= Rancho Chualar =

Land grant in California

Rancho Chualar was a 8890 acre Mexican land grant in the Salinas Valley, in present-day Monterey County, California. It was given in 1839 by Governor pro tem Manuel Jimeno to Juan Malarín.

The grant extended along the north bank of the Salinas River, and encompassed present-day Chualar.

==History==
Juan Malarín (1792–1849), a sea captain from Peru, came to California in 1822. As a reward for services rendered the Mexican Government, he was made a Lieutenant in the Mexican Navy. He made Monterey his home, and in 1824 he married Maria Josefa Joaquina Estrada, a daughter of José Mariano Estrada, grantee of Rancho Buena Vista. He was grantee of the two square league Rancho Guadalupe y Llanitos de los Correos in 1833, and the two square league Rancho Chualar in 1839. He also acquired Rancho Zanjones. When Malarín died in 1849, his son, Mariano Malarín, took charge of the family estate.
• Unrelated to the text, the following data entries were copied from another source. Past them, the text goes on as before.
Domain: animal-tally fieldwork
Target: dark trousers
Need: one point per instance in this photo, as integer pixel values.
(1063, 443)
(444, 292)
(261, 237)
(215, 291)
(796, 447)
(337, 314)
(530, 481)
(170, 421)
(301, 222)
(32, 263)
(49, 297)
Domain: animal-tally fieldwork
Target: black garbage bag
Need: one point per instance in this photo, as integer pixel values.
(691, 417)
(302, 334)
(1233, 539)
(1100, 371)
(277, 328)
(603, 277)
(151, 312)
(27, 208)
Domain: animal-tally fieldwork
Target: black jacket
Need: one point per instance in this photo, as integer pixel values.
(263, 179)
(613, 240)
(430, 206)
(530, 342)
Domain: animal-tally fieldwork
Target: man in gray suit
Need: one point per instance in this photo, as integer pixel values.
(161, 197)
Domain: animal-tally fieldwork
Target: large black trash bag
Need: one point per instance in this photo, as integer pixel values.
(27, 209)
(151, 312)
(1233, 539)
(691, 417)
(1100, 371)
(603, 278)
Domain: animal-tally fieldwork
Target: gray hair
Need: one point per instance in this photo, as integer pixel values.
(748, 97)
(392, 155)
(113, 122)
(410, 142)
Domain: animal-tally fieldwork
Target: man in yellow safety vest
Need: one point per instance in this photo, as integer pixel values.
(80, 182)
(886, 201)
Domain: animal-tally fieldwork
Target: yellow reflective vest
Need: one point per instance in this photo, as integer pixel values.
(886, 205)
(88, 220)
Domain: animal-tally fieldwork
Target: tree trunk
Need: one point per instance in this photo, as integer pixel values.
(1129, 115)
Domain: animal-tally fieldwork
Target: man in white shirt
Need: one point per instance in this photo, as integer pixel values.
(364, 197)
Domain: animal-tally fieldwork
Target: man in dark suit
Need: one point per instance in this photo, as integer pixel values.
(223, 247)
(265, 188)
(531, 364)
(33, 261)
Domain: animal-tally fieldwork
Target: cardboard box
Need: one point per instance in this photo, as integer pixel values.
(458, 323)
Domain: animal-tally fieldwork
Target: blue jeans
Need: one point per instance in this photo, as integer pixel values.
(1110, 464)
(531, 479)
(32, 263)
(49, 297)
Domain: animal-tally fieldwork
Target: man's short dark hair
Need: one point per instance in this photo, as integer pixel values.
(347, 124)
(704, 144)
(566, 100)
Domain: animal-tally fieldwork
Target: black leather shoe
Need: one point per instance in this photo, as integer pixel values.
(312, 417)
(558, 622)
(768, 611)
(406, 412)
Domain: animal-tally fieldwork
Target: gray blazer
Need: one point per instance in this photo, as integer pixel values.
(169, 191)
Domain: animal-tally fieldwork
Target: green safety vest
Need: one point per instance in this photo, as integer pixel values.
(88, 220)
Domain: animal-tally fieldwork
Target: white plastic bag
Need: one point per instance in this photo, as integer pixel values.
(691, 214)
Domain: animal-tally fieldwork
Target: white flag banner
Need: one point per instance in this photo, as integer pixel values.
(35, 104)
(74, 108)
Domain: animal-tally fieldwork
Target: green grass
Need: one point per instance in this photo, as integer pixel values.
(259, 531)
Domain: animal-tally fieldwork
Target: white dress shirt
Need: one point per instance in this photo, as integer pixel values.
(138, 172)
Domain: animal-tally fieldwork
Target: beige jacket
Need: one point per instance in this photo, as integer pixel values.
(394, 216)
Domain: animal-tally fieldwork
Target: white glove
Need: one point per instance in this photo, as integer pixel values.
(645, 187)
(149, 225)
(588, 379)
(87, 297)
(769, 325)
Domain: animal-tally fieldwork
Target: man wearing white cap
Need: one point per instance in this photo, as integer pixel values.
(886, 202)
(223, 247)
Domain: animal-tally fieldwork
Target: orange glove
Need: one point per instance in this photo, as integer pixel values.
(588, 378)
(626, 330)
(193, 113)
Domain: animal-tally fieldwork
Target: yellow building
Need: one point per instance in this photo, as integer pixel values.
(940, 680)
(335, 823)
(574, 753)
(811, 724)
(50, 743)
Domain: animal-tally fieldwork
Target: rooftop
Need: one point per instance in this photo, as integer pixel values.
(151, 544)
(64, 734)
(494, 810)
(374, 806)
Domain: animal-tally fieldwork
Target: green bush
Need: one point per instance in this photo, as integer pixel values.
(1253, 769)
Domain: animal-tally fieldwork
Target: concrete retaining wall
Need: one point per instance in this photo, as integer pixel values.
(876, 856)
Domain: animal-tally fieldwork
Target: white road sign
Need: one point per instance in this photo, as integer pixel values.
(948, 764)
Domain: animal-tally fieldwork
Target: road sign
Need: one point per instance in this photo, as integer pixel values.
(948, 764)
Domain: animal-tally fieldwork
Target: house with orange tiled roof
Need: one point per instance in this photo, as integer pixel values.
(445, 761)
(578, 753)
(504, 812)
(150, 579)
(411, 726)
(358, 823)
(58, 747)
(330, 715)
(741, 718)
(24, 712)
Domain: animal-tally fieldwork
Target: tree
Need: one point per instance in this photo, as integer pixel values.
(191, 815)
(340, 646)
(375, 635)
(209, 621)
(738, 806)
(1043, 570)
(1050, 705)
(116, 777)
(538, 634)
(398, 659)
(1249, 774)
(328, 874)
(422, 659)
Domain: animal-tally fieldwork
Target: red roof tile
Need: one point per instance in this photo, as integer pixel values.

With the cession of California to the United States following the Mexican-American War, the 1848 Treaty of Guadalupe Hidalgo provided that the land grants would be honored. As required by the Land Act of 1851, a claim for Rancho Chualar was filed with the Public Land Commission in 1852, and the grant was patented to Mariano Malarín in 1872.

In 1859, Mariano Malarín (1827-1895) married Ysidora Pacheco (-1892), a daughter of Francisco Pacheco, owner of Rancho Ausaymas y San Felipe.

David Jacks later owned an interest in the rancho and Rancho Zanjones.